How Stroke Is Treated
Stroke treatment is about halting the potential problems that a stroke can cause before the damage is done.
Overall, the key to stroke treatment lies in catching a stroke as early as possible, right after symptoms begin. Only highly trained emergency medical teams can administer stroke treatment due to the subtle signs and variations of stroke.
Blood thinners are given when a stroke is still in progress. When it is clear that a blood vessel is partially or completely obstructed, blood thinners can help prevent a stroke from developing by allowing some blood to flow, which is crucial to preventing or minimizing brain injury.
Blood thinners must be given by a trained medical team because potential side effects include bleeding in the brain, gastrointestinal system, or other areas of the body.

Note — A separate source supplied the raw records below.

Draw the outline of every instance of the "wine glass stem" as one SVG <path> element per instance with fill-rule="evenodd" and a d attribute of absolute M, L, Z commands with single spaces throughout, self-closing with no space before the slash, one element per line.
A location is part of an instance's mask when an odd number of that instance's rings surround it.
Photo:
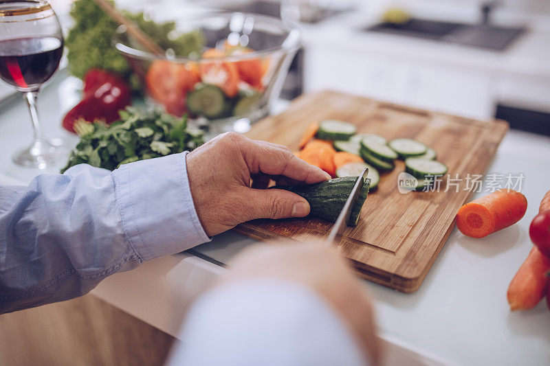
<path fill-rule="evenodd" d="M 38 121 L 38 113 L 36 109 L 36 104 L 38 98 L 38 91 L 23 92 L 25 100 L 27 102 L 27 106 L 29 108 L 31 122 L 32 122 L 32 141 L 33 142 L 40 141 L 42 139 L 42 128 Z"/>

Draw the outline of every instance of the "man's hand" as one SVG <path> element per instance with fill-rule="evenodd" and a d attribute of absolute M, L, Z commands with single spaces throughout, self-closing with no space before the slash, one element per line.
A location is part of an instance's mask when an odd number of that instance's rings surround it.
<path fill-rule="evenodd" d="M 221 135 L 188 154 L 187 170 L 197 214 L 209 236 L 255 218 L 302 217 L 309 213 L 309 204 L 297 194 L 251 188 L 252 175 L 306 184 L 330 179 L 285 146 L 236 133 Z"/>
<path fill-rule="evenodd" d="M 217 286 L 258 278 L 305 285 L 335 310 L 357 340 L 366 359 L 380 361 L 373 306 L 365 289 L 344 259 L 322 243 L 274 243 L 245 250 L 230 262 Z"/>

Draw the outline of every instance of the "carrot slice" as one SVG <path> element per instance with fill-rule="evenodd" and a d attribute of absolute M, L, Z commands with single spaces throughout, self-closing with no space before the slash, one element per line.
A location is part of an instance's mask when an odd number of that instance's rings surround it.
<path fill-rule="evenodd" d="M 549 273 L 550 258 L 534 247 L 508 287 L 506 297 L 510 310 L 527 310 L 536 306 L 547 293 Z"/>
<path fill-rule="evenodd" d="M 512 190 L 498 190 L 462 206 L 456 226 L 462 233 L 483 238 L 515 224 L 527 209 L 527 200 Z"/>
<path fill-rule="evenodd" d="M 355 162 L 362 163 L 363 158 L 345 151 L 339 151 L 334 155 L 334 165 L 336 166 L 336 169 L 348 163 Z"/>
<path fill-rule="evenodd" d="M 540 206 L 538 208 L 539 212 L 542 212 L 547 209 L 550 209 L 550 191 L 546 192 L 542 201 L 540 201 Z"/>
<path fill-rule="evenodd" d="M 320 159 L 321 169 L 331 174 L 331 176 L 336 176 L 336 166 L 334 165 L 334 155 L 336 150 L 332 146 L 324 146 L 319 150 L 319 157 Z"/>
<path fill-rule="evenodd" d="M 311 140 L 315 137 L 315 134 L 317 133 L 317 130 L 318 129 L 319 129 L 319 124 L 316 122 L 309 124 L 309 126 L 307 126 L 307 129 L 306 129 L 303 136 L 302 136 L 302 138 L 300 139 L 300 144 L 298 144 L 298 148 L 300 149 L 304 148 L 304 146 L 305 146 L 306 144 L 309 142 L 309 140 Z"/>

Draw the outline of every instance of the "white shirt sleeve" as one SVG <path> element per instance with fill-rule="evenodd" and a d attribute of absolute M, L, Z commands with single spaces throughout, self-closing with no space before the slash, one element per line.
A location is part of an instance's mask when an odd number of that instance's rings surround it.
<path fill-rule="evenodd" d="M 257 279 L 221 286 L 192 307 L 170 365 L 367 364 L 337 313 L 309 288 Z"/>

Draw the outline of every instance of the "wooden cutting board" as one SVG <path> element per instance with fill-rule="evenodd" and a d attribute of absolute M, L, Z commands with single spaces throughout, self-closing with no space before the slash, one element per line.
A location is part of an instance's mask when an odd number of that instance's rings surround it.
<path fill-rule="evenodd" d="M 417 139 L 435 150 L 452 178 L 463 179 L 446 192 L 443 181 L 439 192 L 403 194 L 397 181 L 404 164 L 397 161 L 395 169 L 382 174 L 377 190 L 368 194 L 359 225 L 344 234 L 342 253 L 362 277 L 403 292 L 415 291 L 454 226 L 456 211 L 471 195 L 464 179 L 485 172 L 508 124 L 322 91 L 298 98 L 285 113 L 258 122 L 246 135 L 296 150 L 308 124 L 327 119 L 351 122 L 358 133 L 388 140 Z M 235 230 L 258 240 L 306 241 L 326 237 L 331 225 L 316 218 L 256 220 Z"/>

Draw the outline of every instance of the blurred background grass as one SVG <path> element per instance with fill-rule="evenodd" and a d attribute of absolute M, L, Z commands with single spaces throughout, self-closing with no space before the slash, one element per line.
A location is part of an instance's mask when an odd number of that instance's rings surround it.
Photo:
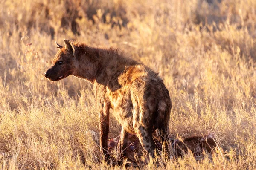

One of the principal challenges of acute stroke is rapidly determining whether a stroke is a hemorrhagic stroke or an ischemic stroke. Because a blood thinner should never be used for a hemorrhagic stroke, your stroke care team works quickly to identify any bleeding in the brain before deciding on whether you are a candidate for any of the following blood thinners.
In the case of ischemic stroke, a blood thinner may be administered with great care to avoid creating a hemorrhagic transformation of the stroke.
Tissue Plasminogen Activator
Tissue plasminogen activator (TPA) is a potent blood thinner that is administered intravenously for selected cases of acute progressive stroke. It goes by the name Activase (alteplase).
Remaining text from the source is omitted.